Vulnerability scan false positive
a false positive from a vulnerability scan indicates the scan detected a vulnerability, but the vulnerability doesn’t exist. A false negative indicates a vulnerability exists, but the scanner did not detect it.
How should vulnerabilities be prioritized?
Vulnerabilities should be prioritized using a number of criteria, including vulnerability classification, environmental variables, industry/organizational impact, and risk tolerance/threshold.
Credentialed scans
run under an account’s context and can get more detailed information on targets, such as the software versions of installed applications. They are also more accurate than non-credentialed scans, giving fewer false positives.
Penetration test
an active test that attempts to exploit discovered vulnerabilities. It starts with a vulnerability scan and then bypasses or actively tests security controls to exploit vulnerabilities. Penetration tests may be focused on physical, offensive, or defensive objectives or they may use integrated approaches that combine these techniques. Penetration testers should gain consent prior to starting a penetration test. A rules of engagement document identifies the boundaries of the test.
Passive reconnaissance
gathers information from opensource intelligence. Active network reconnaissance and discovery uses scanning techniques to gather information. After initial exploitation, a penetration tester uses privilege escalation techniques to gain more access. Pivoting during a penetration test is the process of using an exploited system to access other systems.
Unknown, known, and partially known environment testing
testers perform a penetration test with zero prior knowledge of the environment. Known environment testing indicates that the testers have full knowledge of the environment, including documentation and source code for tested applications. Partially known environment testing indicates testers have some knowledge of the environment.
Penetration testing vs vulnerability testing
Scans can be either intrusive or non-intrusive. Penetration testing is intrusive (also called invasive) and can potentially disrupt operations. Vulnerability testing is non-intrusive (also called non-invasive).
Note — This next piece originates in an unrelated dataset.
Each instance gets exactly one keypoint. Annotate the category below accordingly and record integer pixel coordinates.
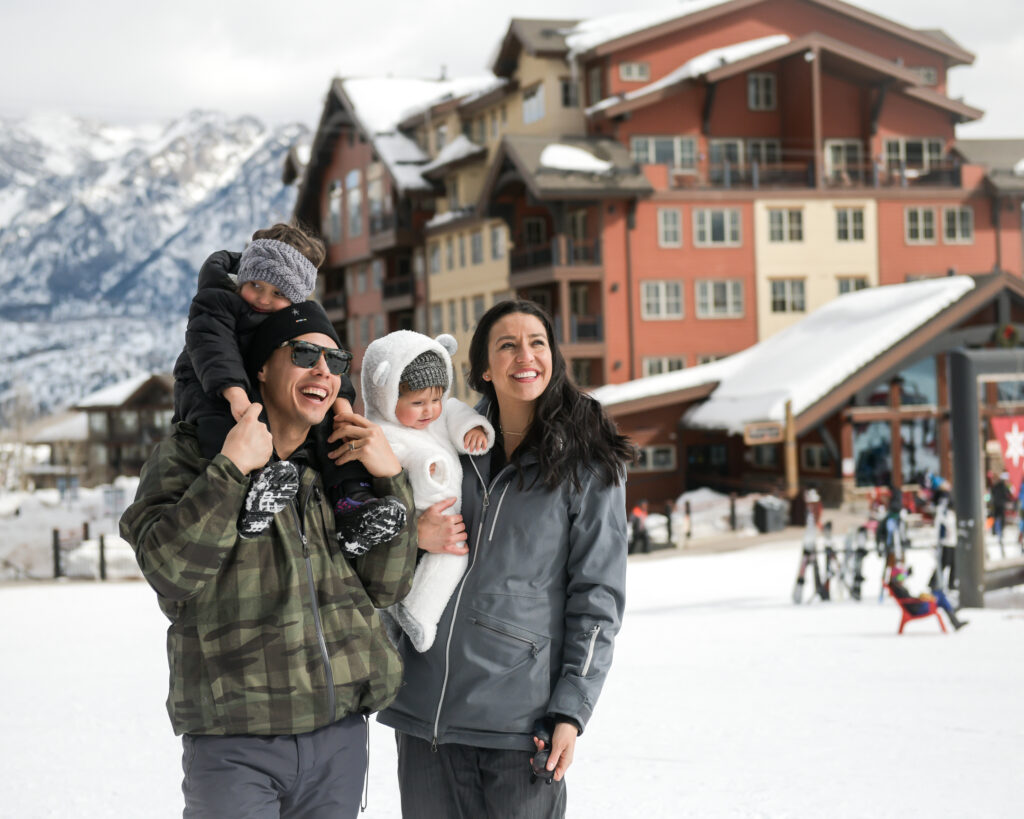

Responsible disclosure programs for vulnerabilities
enable individuals and organizations to report security vulnerabilities or weaknesses they have discovered to the appropriate parties. Bug bounty programs are a type of responsible disclosure program that incentivizes individuals or organizations to report vulnerabilities by offering monetary or other rewards for valid submissions. The most common way to remediate a vulnerability is to apply a patch. In cases where patches are not possible, you may use a compensating control, segmentation, or grant an exception. After correcting a vulnerability, you should rescan the affected system to validate that the remediation was effective and that the vulnerability no longer exists.